Fig. 2: GRP78-induced macrophage-derived exosomes modulate chemoresistance and stemness in CRC cells.

A Transmission electron microscope (TEM) micrographs of M0-exos and GRP78-exos. B Measurement of particle size of M0-exos and GRP78-exos by nanoparticle tracking analysis (NTA). C Expression of exosome marker proteins TSG101, CD63, and CD81 in THP-1 cells, M0-exos and GRP78-exos was detected by western blot. THP-1 cells served as a control. D Internalization of M0-exos and GRP78-exos was observed by fluorescence microscopy, and the proportion of them entering cells was counted. DAPI: nucleus. Phalloidin: representing cytoskeleton.

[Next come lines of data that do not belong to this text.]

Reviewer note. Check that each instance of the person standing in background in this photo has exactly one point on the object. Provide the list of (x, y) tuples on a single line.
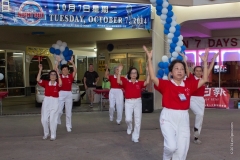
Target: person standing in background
[(91, 78)]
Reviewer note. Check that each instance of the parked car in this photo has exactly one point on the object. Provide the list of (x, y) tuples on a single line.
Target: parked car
[(39, 93)]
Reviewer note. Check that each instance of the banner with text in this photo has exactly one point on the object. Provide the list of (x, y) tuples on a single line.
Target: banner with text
[(74, 13), (216, 98)]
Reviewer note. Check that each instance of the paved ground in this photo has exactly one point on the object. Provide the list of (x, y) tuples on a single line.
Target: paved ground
[(95, 138)]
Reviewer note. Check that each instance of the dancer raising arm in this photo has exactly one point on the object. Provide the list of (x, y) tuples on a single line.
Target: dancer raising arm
[(133, 101), (174, 118)]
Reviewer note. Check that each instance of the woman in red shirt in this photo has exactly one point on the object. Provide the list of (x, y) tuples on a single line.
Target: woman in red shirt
[(133, 101), (49, 111), (174, 118), (115, 95)]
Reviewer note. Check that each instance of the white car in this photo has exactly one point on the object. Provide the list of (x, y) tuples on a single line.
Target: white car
[(39, 93)]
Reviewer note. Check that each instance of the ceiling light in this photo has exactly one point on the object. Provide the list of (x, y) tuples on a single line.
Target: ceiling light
[(109, 29)]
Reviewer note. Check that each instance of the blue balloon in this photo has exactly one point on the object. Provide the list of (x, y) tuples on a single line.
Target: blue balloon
[(171, 50), (159, 8), (159, 13), (167, 26), (170, 13), (169, 7), (178, 27), (70, 53), (177, 34), (175, 39), (52, 50), (166, 64), (179, 57), (173, 45), (160, 72), (159, 2), (166, 71), (161, 65), (166, 31), (57, 52), (169, 20)]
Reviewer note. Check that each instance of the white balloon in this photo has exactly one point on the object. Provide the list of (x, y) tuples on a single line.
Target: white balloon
[(62, 48), (178, 49), (173, 58), (174, 17), (164, 58), (63, 62), (57, 46), (59, 42), (172, 29), (175, 54), (180, 37), (173, 23), (154, 4), (170, 35), (1, 76), (163, 17), (164, 11), (165, 4), (153, 1), (64, 44), (180, 43), (165, 77), (163, 22)]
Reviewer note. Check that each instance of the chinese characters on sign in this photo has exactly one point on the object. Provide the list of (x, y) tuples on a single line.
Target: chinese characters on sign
[(216, 98), (79, 14)]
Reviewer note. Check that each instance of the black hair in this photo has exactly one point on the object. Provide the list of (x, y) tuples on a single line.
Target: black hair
[(197, 67), (129, 72), (64, 66), (53, 71), (174, 62)]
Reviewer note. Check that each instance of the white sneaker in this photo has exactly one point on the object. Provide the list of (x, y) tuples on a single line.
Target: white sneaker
[(135, 140), (69, 129), (45, 137), (129, 131), (197, 141)]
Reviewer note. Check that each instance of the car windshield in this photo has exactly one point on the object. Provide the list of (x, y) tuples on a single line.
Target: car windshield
[(45, 77)]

Scale bar: 5 μm. E The effects of M0-exos and GRP78-exos on the viability of HCT-8 and DLD1 cells were detected by MTT and IC₅₀ values were calculated. F The effects of M0-exos and GRP78-exos on 5-FU-induced apoptosis in HCT-8 and DLD1 cells were detected by flow cytometry. G Statistical plots of apoptosis rates of HCT-8 and DLD1 cells for (F). H The effects of M0-exos and GRP78-exos on the expression of pro-apoptotic proteins cleaved-PARP and cleaved-caspase 3 and anti-apoptotic protein Bcl-2 in the presence of 5-FU by western blot. I The effects of M0-exos and GRP78-exos on the protein expression of stemness markers CD133, CD44 and ALDH1A1 in HCT-8 and DLD1 cells were examined by western blot. J The effects of M0-exos and GRP78-exos on the expression of stemness markers CD133, CD44 and ALDH1A1 mRNA in HCT-8 and DLD1 cells were detected by qRT-PCR. Data are expressed as SD ± mean, n = 3. *p < 0.05, **p < 0.01, ***p < 0.001.